“A worldwide epidemiological database for COVID-19 at fine-grained spatial resolution” by COVID-19 Data Hub developer, Emanuele Guidotti was published in Scientific Data on the March 28, 2022, and is available to view online at https://www.nature.com/articles/s41597-022-01245-1 (DOI 10.1038/s41597-022-01245-1).
The R Consortium is proud to be a sponsor of the COVID-19 Data Hub. We believe that the need for accessible, organized, official COVID-19 case data will persist for some time into the future, and that the COVID-19 Data Hub is a serious contribution to science and public health.

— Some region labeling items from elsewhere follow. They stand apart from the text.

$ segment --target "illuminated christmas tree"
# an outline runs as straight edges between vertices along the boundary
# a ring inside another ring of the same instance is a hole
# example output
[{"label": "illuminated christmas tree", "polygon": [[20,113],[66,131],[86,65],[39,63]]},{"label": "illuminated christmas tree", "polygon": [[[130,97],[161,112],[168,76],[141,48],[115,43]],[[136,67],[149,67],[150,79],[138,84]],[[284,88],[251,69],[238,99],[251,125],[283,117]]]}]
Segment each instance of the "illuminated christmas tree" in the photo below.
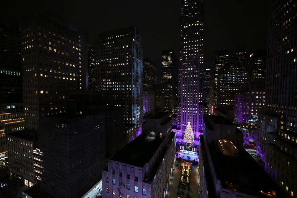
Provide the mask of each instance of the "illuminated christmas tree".
[{"label": "illuminated christmas tree", "polygon": [[187,143],[187,147],[189,147],[190,144],[194,142],[194,133],[192,130],[192,127],[190,122],[188,122],[185,132],[183,134],[183,141]]}]

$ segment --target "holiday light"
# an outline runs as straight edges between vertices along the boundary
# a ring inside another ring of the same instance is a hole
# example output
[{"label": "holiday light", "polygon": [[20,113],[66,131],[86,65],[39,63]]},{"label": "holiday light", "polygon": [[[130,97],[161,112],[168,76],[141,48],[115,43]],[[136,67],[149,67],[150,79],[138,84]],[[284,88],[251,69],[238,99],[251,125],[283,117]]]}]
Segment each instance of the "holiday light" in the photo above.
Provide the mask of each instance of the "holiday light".
[{"label": "holiday light", "polygon": [[189,145],[194,142],[194,134],[193,132],[192,127],[190,122],[188,122],[188,125],[187,126],[185,133],[183,135],[183,141]]}]

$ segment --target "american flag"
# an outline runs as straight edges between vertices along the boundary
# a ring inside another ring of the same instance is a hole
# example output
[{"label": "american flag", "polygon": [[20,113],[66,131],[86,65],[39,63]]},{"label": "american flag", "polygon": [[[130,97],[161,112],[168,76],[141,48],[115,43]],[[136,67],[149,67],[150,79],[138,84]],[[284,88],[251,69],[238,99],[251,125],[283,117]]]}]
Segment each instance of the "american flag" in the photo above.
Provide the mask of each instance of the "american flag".
[{"label": "american flag", "polygon": [[124,194],[123,194],[123,193],[121,191],[121,189],[120,188],[121,188],[122,186],[119,186],[118,187],[117,187],[118,188],[118,192],[120,193],[120,197],[124,197]]}]

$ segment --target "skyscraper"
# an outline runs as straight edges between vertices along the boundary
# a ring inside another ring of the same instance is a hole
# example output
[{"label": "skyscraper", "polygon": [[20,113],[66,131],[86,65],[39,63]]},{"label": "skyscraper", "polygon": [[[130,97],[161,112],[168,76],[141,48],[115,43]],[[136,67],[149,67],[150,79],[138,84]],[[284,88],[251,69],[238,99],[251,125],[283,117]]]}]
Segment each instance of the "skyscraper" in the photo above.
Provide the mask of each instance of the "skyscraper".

— Joseph B. Rickert, Chair R Consortium Board of Directors
This database provides the daily time-series of COVID-19 cases, deaths, recovered people, tests, vaccinations, and hospitalizations, for more than 230 countries, 760 regions, and 12,000 lower-level administrative divisions. The geographical entities are associated with identifiers to match with hydrometeorological, geospatial, and mobility data. The database includes policy measures at the national and, when available, sub-national levels. The data acquisition pipeline is open-source and fully automated. As most governments revise the data retrospectively, the database always updates the complete time-series to mirror the original source. Vintage data, immutable snapshots of the data taken each day, are provided to ensure research reproducibility. The latest data are updated on an hourly basis, and the vintage data are available since April 14, 2020. All the data are available in CSV files or SQLite format. By unifying the access to the data, this work makes it possible to study the pandemic on a global scale with high resolution, taking into account within-country variations, nonpharmaceutical interventions, and environmental and exogenous variables.